I think you have assumed a reality to nothing, or fundamentally accept that it somehow manifests in the right side of AQAL.  That assumption must be questioned.  Or else, you have to turn it into something, or no-thing.  But if instead, you drop the notion that it is a physical manifestation in the Right side of AQAL, then there really is no need to work out what nothing is or is not, since it is imaginary.  It renders the speculation moot.  But the speculation does help one to see how words are artificial boundaries that are plastic.  (But how can plastic boundaries bound a solid?  hmmmm....something's wrong here...  But that's another topic)

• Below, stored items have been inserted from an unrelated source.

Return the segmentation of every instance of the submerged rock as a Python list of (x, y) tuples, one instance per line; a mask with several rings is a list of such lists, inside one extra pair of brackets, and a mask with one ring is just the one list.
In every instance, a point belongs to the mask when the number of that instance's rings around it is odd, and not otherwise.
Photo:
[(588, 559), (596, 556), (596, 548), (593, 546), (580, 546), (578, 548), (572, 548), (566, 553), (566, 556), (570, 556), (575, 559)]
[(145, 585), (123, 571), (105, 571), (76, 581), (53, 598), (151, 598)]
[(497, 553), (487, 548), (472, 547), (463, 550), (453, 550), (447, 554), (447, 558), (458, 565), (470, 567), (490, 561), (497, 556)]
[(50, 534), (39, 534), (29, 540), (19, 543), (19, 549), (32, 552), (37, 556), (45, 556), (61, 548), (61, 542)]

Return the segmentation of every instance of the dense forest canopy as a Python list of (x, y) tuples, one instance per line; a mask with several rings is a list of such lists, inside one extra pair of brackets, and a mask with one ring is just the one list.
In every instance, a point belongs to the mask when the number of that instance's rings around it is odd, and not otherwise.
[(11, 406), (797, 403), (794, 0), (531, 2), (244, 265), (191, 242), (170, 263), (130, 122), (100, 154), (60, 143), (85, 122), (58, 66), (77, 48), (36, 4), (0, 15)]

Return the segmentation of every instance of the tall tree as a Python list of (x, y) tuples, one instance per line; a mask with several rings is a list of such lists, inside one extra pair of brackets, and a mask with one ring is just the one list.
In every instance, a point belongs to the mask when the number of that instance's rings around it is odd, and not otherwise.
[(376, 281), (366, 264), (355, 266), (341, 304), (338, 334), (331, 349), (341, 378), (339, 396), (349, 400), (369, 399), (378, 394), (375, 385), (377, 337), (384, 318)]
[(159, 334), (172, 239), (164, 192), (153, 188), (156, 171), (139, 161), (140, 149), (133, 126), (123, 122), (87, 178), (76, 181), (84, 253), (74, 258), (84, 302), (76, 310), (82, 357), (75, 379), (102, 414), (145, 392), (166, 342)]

Another way to look at it is to say that nothing is a symbol, like a number.  Take the number 1.  It has no physical reality.  Why? because it symbolizes 1 of something.  But that something can be anything, from a physical object to another concept that doesn't exist in the right side of AQAL.  If I point to an orange and say 1 orange, then the orange exists, but 1 does not physically exist.  You can't put 1 in my hand.  You can put 1 orange in my hand.  So 1 is a symbol that can symbolize one of an infinite number of possible manifestations in the right side of AQAL.  The word nothing is also a symbol.  It can be nothing of an infinite number of possible manifestations.  You can say there is nothing on the table after removing the orange.  But it is a nothing of an infinite number of possible manifestations that could be on the table.  But nothing is not a physical manifestation in itself any more than a number is.  It has absolutely no exteriority.  Absolutely no physical existence.  It is a symbol.  Symbols have no physical substance.  Symbols are just concepts.  They do not manifest physically in the right side of AQAL.  There is no possible way to measure a concept with physical measuring methods.  They are existing on two different planes and they do not cross.  Nothing has no reality to it.  It's just an imagination of mankind.  A dolphin does not know what nothing is.  A gorilla does not know what nothing is.  Only humans with their language can know what nothing is because it's just an imagination and has no physical reality. No exteriority.  No manifestation in the Right side of AQAL.